As hospitals struggled to combat COVID-19 in 2020, cyber criminals were aggressively going after health care systems across the country. The bad actors were demanding ransomware and threatening to release patient information.
By: Sandra Jones
Originally Published: November 22, 2021
(InvestigateTV) – Imagine if your most private information was publicly exposed or ended up on the dark web. As hospitals struggled to combat COVID-19 in 2020, cyber criminals were aggressively going after health care systems across the country. The bad actors were demanding ransomware and threatening to release patient information.
According to the U.S. Department of Health and Human Services, there were 827 reported health care breaches in 2019, 2020, and the first seven months of 2021.
More than 52 million people had their medical records compromised.
InvestigateTV found that the data showed an increased number of breaches since the pandemic began. From January to August of 2021, 421 healthcare breaches were reported to HHS. That surpassed all of 2020 when 353 were reported. The 2021 numbers were also eight times higher than reported in 2019 when health care systems only reported 53 cases.
While the number of people these breaches affect is huge, finding a victim to talk to for this story proved difficult because they either didn’t know about the breach or filed class action lawsuits with agreements prohibiting them from commenting.
But former hospital administrator Robert Goff who oversaw operations at a health system in the Northeast did speak out. He faced two health care breaches after employees opened suspicious emails forcing the hospital to pay millions to stop ransomware attacks.
“That means, that your operating system, your medical records, are not electronically available as your providing patient care,” Goff said.
Goff said the hospital had the latest technology and security measures in place to prevent a hack, but it still happened, and put patient safety and treatment at risk after shutting down hospital operations.
“Depending upon the hospital and the system, how fast can you get to your back up information and bring it online? It’s generally not instant,” Goff said. “There are some hospitals that indicate that critical care was impeded and there had been some fatalities.”
Goff told InvestigateTV the hospital had no fatalities, but he couldn’t say if patient information ended up in the hands of cybercriminals.

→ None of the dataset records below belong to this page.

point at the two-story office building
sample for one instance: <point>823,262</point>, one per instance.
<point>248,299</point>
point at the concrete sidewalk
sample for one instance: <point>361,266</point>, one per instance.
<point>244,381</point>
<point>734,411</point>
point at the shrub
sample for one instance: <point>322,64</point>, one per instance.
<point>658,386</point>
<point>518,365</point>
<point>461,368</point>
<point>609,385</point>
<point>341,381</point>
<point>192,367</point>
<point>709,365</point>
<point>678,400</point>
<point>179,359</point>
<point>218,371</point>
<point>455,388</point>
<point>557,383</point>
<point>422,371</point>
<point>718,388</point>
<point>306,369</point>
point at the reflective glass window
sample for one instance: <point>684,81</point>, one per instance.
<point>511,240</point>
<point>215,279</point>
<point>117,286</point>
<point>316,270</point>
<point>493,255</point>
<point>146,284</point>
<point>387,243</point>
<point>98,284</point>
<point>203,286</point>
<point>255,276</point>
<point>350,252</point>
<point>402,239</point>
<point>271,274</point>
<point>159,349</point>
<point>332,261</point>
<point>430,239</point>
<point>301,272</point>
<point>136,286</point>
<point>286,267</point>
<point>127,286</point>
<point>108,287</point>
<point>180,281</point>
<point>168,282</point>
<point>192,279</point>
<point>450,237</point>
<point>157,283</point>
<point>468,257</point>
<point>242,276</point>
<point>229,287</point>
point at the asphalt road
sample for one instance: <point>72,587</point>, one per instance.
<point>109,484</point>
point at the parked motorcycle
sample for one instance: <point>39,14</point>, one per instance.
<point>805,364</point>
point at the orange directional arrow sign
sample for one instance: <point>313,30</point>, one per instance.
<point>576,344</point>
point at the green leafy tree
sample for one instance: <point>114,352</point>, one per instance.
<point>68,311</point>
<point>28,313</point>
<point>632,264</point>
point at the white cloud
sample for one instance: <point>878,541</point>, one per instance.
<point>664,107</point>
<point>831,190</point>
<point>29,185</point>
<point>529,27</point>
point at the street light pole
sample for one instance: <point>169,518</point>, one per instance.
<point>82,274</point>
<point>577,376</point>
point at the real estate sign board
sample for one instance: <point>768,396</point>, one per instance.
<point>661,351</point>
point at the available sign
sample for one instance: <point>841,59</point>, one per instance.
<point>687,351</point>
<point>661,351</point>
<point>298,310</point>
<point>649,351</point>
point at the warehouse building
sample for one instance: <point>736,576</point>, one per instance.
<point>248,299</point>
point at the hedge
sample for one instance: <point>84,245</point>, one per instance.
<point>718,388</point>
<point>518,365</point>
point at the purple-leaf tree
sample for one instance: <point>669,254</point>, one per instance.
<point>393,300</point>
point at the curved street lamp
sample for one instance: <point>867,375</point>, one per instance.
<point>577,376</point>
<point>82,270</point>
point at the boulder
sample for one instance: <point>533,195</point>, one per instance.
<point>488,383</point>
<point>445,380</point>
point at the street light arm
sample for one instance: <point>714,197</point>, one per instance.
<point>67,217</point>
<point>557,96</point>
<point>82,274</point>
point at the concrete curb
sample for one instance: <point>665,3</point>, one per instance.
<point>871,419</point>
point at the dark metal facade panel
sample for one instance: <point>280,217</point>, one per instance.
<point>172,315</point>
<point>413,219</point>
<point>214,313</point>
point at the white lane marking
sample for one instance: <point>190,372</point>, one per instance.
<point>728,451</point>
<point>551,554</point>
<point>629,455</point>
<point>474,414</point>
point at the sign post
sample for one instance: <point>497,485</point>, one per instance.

But the hospital staff is constantly training and re-educating employees on cyberattacks.
“We do our own phishing attacks on ourselves, and unfortunately if a person, if an employee, has a habit of clicking on everything and does not change with education, we will be forced to terminate them,” Goff said.
Under HIPAA, or the Healthcare Information Portability and Accountability Act, health care organizations are required to report a breach to the Department of Health and Human Services’ Office of Civil Rights, if more than 500 people are impacted.
InvestigateTV’s analysis shows the type of large medical data breaches tracked by the federal government. Out of 827 breaches between 2019 and the first part of 2021, three quarters were categorized as hacking or IT incidents.
The 10 largest data breaches involved a total of nearly 19 million records.
The largest breaches included a corporation which administers government health insurance for kids and a major grocery company that has pharmacies in its stores.
“It’s sad because look who, look at all of the people being victimized,” Goff said.
Lawmakers on Capitol Hill are trying to tackle the problem.
“Right now, it’s just the wild west. There are no rules at all,” said Congressman Michael McCaul, a Republican from Texas.
McCaul co-chairs the congressional cybersecurity caucus he helped to create 15 years ago in hopes of raising awareness of an evolving threat.
“We have to have some rules of the game in international space,” McCaul said.
He envisions setting up an office within the State Department.
“An ambassador that can negotiate with, say, our European partners, our NATO allies, that NATO’s going to stand together,” McCaul said. And if a NATO ally is hit with a destructive, we have to define cyber warfare as well.”
Meanwhile, Virginia Congresswoman Abigail Spanberger, a Democrat, introduced the Better Cybercrimes Metric Act to help law enforcement go after hackers attacking victims nationwide. The bill hasn’t passed.
“Quite frequently, we’ll see the companies or entities will pay whatever sort of, I mean, extortion, demand is made by these criminal groups or criminal entities, and so it doesn’t come to the forefront of discussion. And in fact, sometimes it’s swept under the rug,” Spanberger said.
“The sooner the breach is contained, the lesser the damage will be.”
That is why cybersecurity expert Vahid Bezhadan urges consumers to report any cybercrime and take steps to protect themselves. Some of those steps include changing passwords, getting anti-virus protections, checking for computer updates and reporting any weaknesses in the system.
“You should worry about the compromises any time that you provide or store information about yourself. You should be aware of the risk,” Bezhadan said.
According to the latest data breach report by IBM and the Ponemon Institute, the average data breach in the U.S. cost $9.5 million in 2021. The healthcare industry is paying the most per data breach at $9.23 million.